Davalılardan … Kağıtçılık vekili dava dilekçesine cevabında, “davanın usulden reddi gerektiğini, zira aynı konuda İstanbul 10.İcra Hukuk Mahkemesinde dava açtığını ve imzaya itiraz taleplerinin reddedildiğini, buna rağmen davacının, alacağı sürüncemede bırakmak için bu davayı açtığını, derdest dava nedeniyle dava şartlarının gerçekleşmediğini, İcra Hukuk Mahkemesi’nde alınan bilirkişi raporunda, imzaların, davacı şirket yetkilisine ait çıktığını, müvekkilinin iyiniyetli 3.kişi hamil olduğunu, imzanın keşideciye ait olup olmadığını bilebilecek durumda olmadığını, bu nedenle esasen müvekkiline karşı imza inkârının da ileri sürülemeyeceğini, kötüniyetli taleplerin de dayanaksız olduğunu” savunarak davanın ve taleplerin reddini istemiştir.
Her ne kadar davacı vekili yukarıda yazılı nedenlerle istinaf isteminde bulunmuş ise de, dosya içerisinde bir örneği bulunan ve İstanbul 10.İcra Hukuk Hakimliği’nce alınan 24.10.2017 tarihli bilirkişi raporu ve tüm dosya kapmasına göre davacının istinaf istemini yerinde olmadığı, imzanın davacı şirket yetkilisine ait olduğuna dair dosyada mevcut bilirkişi raporu bulunduğu, tarihle ilgili düzeltme parafının da keşidecinin eli ürünü oluşu nedeniyle tarih değişikliğinin de tashih niteliği taşıdığı, dolayısıyla ihtiyati tedbir koşullarının oluşmadığı, ihtiyati tedbir istemi ilk derece mahkemesince reddine dair kararda bir isabetsizlik bulunmadığı kanaatine varılmakla, istinaf isteminin reddi gerekmiştir.

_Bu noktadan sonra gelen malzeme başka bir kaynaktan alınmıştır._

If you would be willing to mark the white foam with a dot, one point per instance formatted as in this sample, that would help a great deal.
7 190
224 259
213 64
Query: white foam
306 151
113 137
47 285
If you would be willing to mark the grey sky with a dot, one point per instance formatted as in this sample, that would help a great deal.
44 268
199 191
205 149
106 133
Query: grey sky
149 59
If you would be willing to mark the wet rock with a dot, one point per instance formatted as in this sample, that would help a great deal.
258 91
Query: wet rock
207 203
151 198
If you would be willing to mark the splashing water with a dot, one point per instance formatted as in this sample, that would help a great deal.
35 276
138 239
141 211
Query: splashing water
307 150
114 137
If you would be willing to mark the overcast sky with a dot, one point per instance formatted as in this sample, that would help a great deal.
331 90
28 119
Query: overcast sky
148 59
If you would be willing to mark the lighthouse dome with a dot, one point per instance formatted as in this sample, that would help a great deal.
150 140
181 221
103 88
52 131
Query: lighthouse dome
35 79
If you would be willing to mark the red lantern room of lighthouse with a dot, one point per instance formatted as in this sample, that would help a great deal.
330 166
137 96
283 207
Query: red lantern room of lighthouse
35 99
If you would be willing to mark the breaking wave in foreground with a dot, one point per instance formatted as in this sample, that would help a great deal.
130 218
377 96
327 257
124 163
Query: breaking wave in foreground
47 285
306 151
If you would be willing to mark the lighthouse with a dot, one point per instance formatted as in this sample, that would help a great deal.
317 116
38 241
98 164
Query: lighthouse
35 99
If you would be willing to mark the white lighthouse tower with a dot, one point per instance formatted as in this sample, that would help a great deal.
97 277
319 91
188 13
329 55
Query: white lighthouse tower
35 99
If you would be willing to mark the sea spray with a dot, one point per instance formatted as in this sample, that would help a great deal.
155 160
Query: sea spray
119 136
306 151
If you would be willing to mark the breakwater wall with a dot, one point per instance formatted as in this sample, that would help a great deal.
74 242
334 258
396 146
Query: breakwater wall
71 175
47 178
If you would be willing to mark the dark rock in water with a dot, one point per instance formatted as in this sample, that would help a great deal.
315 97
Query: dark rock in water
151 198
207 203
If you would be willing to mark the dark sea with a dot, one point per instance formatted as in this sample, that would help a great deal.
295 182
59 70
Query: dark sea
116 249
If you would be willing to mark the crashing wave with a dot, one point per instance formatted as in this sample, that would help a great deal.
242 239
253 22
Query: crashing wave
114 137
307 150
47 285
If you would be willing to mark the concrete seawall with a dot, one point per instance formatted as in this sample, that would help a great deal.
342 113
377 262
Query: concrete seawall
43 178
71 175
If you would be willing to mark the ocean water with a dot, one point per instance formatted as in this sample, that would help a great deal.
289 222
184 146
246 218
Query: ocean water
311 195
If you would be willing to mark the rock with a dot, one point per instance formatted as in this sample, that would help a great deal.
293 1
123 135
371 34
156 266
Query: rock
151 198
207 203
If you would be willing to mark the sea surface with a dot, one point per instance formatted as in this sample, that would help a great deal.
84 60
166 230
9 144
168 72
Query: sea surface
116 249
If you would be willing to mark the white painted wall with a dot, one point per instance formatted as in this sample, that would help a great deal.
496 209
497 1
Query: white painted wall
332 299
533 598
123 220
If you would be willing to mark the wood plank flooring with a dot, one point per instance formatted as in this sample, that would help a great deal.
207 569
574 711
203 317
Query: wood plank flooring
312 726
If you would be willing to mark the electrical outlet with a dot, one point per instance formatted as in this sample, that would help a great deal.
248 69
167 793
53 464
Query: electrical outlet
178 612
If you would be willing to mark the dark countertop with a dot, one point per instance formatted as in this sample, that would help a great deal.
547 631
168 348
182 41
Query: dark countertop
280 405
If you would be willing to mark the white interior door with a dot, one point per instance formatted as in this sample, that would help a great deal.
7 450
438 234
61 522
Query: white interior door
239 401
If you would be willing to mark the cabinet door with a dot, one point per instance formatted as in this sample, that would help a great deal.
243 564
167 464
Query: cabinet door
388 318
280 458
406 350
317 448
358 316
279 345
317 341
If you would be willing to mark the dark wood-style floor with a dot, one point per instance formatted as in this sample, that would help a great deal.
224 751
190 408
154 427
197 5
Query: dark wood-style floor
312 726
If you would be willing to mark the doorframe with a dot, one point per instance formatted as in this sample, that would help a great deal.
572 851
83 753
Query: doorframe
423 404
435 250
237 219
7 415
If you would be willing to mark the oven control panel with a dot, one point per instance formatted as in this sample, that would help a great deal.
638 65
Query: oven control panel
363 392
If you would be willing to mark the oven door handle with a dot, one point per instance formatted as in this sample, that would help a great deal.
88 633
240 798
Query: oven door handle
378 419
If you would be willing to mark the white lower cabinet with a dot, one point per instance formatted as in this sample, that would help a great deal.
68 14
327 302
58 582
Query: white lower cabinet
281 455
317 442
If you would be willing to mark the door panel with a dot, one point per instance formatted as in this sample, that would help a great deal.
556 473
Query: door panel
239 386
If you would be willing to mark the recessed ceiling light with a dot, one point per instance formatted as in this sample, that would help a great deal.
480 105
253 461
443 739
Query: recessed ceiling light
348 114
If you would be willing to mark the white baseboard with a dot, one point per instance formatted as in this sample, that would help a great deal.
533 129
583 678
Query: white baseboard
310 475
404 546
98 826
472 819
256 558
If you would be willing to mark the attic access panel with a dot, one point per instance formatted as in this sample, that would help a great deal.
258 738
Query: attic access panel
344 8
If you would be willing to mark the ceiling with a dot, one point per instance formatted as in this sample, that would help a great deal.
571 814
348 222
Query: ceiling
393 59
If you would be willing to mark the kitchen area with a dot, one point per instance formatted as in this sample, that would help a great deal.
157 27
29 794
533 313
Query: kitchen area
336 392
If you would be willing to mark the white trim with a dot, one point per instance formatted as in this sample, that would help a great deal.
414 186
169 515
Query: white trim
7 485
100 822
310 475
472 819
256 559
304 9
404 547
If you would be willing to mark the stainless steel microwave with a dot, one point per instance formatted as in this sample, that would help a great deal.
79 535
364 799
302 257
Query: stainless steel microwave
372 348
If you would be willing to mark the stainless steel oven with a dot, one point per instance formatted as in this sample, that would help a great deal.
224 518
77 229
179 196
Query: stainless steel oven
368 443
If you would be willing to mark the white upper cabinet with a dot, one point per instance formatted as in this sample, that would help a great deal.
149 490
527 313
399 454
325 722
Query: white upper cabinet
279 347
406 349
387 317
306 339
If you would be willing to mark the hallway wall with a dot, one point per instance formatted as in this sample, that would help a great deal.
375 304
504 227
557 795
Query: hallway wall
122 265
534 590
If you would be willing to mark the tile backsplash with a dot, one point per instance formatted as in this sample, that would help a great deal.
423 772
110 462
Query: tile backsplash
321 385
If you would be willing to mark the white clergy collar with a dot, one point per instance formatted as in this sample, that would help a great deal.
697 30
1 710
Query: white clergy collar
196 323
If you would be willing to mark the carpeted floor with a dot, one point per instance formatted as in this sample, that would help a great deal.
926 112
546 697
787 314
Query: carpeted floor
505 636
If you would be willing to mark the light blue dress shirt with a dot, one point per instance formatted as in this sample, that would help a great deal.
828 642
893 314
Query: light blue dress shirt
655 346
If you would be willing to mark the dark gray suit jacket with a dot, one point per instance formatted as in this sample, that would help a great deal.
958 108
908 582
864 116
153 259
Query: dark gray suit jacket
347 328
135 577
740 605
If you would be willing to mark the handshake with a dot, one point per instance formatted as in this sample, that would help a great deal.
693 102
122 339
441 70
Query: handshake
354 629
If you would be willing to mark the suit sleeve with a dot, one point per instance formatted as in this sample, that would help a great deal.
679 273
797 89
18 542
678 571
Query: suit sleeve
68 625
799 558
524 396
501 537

H Ü K Ü M : Yukarıda açıklanan gerekçe ile:
1-6100 sayılı HMK.’nın 353/1-b-1 maddesi gereğince davacı vekilinin yerinde görülmeyen istinaf isteminin ESASTAN REDDİNE,
2-Alınması gereken 35,90 TL harcın, peşin alınan 31,40 TL harçtan mahsubu ile bakiye 4,50 TL eksik harcın davacıdan alınarak hazineye irat kaydına,
3-İstinaf incelemesi duruşmasız yapıldığından avukatlık ücreti takdirine yer olmadığına,
4-İstinaf yargılama giderlerinin davacı üzerinde bırakılmasına,
5-Artan gider avanslarının karar kesinleştiğinde ve talep halinde taraflara iadesine,
Dair, dosya üzerinde yapılan inceleme sonucu 30/11/2018 tarihinde oy birliği ile kesin olarak karar verildi.